Equality for Agriculture
Editor of Wallaces’ Farmer 1916-1921
U.S. Secretary of Agriculture 1921-1924
Henry Cantwell Wallace (Harry), the eldest son of Henry and Nancy Cantwell Wallace was born in 1866 in Rock Island, Illinois, where his father was ministering. As he grew up, the family moved into the journalism business in Winterset, Iowa and Harry became his father’s apprentice. In 1885, Harry entered Iowa Agricultural College in Ames, Iowa (now Iowa State University). There he met May Brodhead whom he married in 1887. Harry quit school and moved with his wife to a farm near Orient, Iowa.
In 1892, at the request of James “Tama Jim” Wilson, Henry C. moved the family back to Ames to complete his degree and became an Associate Professor of Dairy Science. In 1893, Henry C. and his brother John became partners with Professor Curtiss to publish Farm and Dairy, which later became Wallaces’ Farmer.
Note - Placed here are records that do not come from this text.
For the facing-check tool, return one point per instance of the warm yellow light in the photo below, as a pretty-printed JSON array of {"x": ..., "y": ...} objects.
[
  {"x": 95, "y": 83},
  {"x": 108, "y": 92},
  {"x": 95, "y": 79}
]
The Wallace family befriended George Washington Carver, the first African-American student at Iowa State College. Carver was a botany student and allowed young Henry A. to accompany him on expeditions in and around Ames. Henry A. later credited Carver with encouraging his early interest in plants and botany.
Henry C. handled much of the daily details at Wallaces’ Farmer, and became editor when his father, “Uncle Henry,” died in 1916. Henry C. was a leader of Des Moines civic activities, especially the YMCA and the Red Cross. He helped establish 4-H and Extension programs in Iowa, and was a leading figure in the organization of the American Farm Bureau. He was longtime president of the Cornbelt Meat Producers Association. Appointed Secretary of Agriculture by President Harding in 1921, Henry C. Wallace promoted programs for American farmers struggling against over-production and the collapse of farm prices following the first World War. He achieved a distinguished record as an administrator, framer of agricultural policies, creator of the Bureau of Agricultural Economics, and promoter of equality for agriculture and a better rural society. He died unexpectedly following gall bladder surgery in 1924. His book, Our Debt and Duty to the Farmer, was published posthumously.
Bibliography
Education for the Iowa Farm Boy. Des Moines: The Prairie Club of Des Moines, 1910.
Our Debt and Duty to the Farmer. New York: The Century Company, 1925.